During my eight years in the White House, I chaired the White House Council on Women and Girls
. I was responsible for bringing elected officials, business and community leaders together to help drive the economy, expand access to the middle class, and most importantly, working to ensure equality and opportunity for all Americans, especially women and girls.
Of all this work, that last point — providing equality and opportunity to all — drove the agenda of the council. President Obama created the council to ensure that federal agencies were prioritizing the needs of women and girls in their policies, programs and legislation — with the understanding that it is the government's highest purpose to help ensure all Americans are able to compete on a level playing field and achieve their dreams. He knew that the issues women face today, such as access to paid family and medical leave, equal pay for equal work, and affordable health care, are all connected and intertwined.
Planned Parenthood has a key role to play in access to affordable health care for women, and by extension their access to equality. Yet, Republican leaders in Congress have continued to push to "defund" Planned Parenthood and block women from going there to receive care. That is the opposite of what the White House Council on Women and Girls stood for, and if enacted, would result in millions of women losing access to care.

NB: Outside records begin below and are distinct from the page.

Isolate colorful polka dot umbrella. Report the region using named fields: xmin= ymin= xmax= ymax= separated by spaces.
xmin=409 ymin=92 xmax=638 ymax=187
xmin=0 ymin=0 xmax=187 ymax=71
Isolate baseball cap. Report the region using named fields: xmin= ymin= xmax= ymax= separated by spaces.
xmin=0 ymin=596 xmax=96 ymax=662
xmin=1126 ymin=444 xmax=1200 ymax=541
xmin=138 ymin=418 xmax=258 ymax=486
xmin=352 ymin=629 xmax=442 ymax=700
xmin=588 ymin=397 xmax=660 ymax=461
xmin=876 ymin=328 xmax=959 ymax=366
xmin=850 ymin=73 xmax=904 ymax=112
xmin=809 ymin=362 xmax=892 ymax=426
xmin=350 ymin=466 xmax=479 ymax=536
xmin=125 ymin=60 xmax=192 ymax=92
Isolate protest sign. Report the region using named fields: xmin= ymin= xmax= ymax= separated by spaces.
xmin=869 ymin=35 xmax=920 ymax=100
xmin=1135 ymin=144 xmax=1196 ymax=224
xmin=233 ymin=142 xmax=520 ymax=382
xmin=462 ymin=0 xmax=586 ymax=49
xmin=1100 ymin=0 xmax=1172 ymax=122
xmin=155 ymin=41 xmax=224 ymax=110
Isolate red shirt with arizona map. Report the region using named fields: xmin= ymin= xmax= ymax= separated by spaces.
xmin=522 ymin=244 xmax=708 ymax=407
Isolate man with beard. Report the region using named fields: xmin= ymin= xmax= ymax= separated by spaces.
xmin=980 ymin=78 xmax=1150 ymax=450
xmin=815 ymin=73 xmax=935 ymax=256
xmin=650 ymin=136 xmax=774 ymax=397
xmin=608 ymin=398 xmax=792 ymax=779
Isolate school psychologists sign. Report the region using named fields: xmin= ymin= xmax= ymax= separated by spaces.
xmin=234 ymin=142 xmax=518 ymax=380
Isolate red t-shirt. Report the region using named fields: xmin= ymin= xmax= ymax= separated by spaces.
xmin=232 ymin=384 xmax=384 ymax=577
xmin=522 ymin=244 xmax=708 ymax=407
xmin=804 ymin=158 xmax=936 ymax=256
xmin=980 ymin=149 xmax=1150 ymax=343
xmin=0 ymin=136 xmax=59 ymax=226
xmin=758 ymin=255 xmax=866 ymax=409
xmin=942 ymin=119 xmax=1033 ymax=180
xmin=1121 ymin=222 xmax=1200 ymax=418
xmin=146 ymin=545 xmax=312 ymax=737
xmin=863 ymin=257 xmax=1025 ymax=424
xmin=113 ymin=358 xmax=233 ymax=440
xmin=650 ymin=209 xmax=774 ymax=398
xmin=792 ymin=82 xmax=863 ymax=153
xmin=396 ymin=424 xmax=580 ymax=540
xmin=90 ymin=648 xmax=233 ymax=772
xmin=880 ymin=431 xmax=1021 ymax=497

While much about the House of Representatives' efforts to repeal the Affordable Care Act was troubling, one of the most egregious moves was voting
on the bill without even waiting for the Congressional Budget Office to update its analysis of the impact the legislation would have on the American people or the federal budget.
As the Senate has now turned to writing its version of the health care bill, as a former White House official who spent a lot of time focusing on women and girls, I am also troubled that Senate leaders appointed 13 men and zero women
to their working group responsible for drafting their version of an ACA repeal bill. How could they not know that our interests cannot be adequately represented if we are not
at the table?
As we wait for the Senate to produce its bill, it is tempting to give in to the anger and frustration that is so prevalent in our national discourse these days. But what motivates me to keep fighting are the incredible personal stories of access, treatment, recovery and hope that the Affordable Care Act made possible.
Planned Parenthood is a foundational part of that effort, and its work in providing access to care has helped people across our country take control of their health and lives. Two and a half million people visit Planned Parenthood
each year for preventive health care, including birth control, cancer screenings and STD testing and treatment. One in five women in America relies on Planned Parenthood over her lifetime. For more than 100 years, it has helped women in this country get the care they need, which in turn has enabled women to contribute so much to this country.
The ACA was born of advocacy and I believe advocacy will save the ACA and health care for millions of women. That's where voters come in. As the Senate drafts its version, I hope that millions of Americans tell their senators they must protect the health of women.